Source: tradingview.com, analysis by Kalkine Group

Bitcoin’s latest attempt to stabilise has once again faltered, with price action slipping back below a tightly clustered band of declining moving averages. At roughly $66,500, the asset remains structurally weak, unable to reclaim even its shortest-term trend indicators — a signal that selling pressure continues to dominate.

The technical backdrop is unambiguous. The 20, 50, 100 and 200-day exponential moving averages are aligned in a bearish sequence, forming a layered resistance structure that has repeatedly capped recovery efforts. The 20-day average near $68,700 has emerged as the immediate ceiling; each rally into this zone has been met with renewed supply rather than follow-through buying.

This configuration reflects more than short-term hesitation. It points to a broader transition from momentum-driven expansion to distribution. The failure of the early-2026 rebound — which briefly lifted Bitcoin towards the $68,000–$69,000 range — now appears increasingly characteristic of a bull trap rather than the start of a durable reversal.

Momentum indicators reinforce this reading. The relative strength index remains subdued in the low-40s, unable to sustain a move above the neutral 50 threshold. In trending markets, such persistent weakness typically signals that rallies are corrective in nature, not impulsive.

Attention is now shifting to the $60,000–$62,000 region, a support band that has so far contained the decline. Yet repeated tests risk eroding its integrity. A decisive break below this zone would likely expose a deeper retracement towards the $52,000–$54,000 range, extending the current drawdown and further entrenching bearish sentiment.

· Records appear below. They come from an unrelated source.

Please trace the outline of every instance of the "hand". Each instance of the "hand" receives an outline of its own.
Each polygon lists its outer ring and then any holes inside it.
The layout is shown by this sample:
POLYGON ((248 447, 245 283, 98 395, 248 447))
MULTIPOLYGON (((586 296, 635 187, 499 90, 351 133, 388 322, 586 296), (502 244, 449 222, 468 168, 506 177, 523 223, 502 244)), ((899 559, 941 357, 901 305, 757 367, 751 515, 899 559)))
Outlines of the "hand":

For bulls, the path to regaining control is clearly defined but remains distant. It would require a sustained move above the 20-day average, followed by confirmation through higher closes, improving momentum, and a progression towards the 50-day level near $71,000. At present, none of these conditions are in place.

From a broader perspective, Bitcoin’s near-50% retracement from its 2024 peak aligns with historical bear market dynamics. What remains absent, however, is the base-building phase typically required to transition back into a sustained uptrend.

Until such evidence emerges, the market appears locked in a familiar pattern: rallies that fail, resistance that holds, and a trend that continues to lean lower.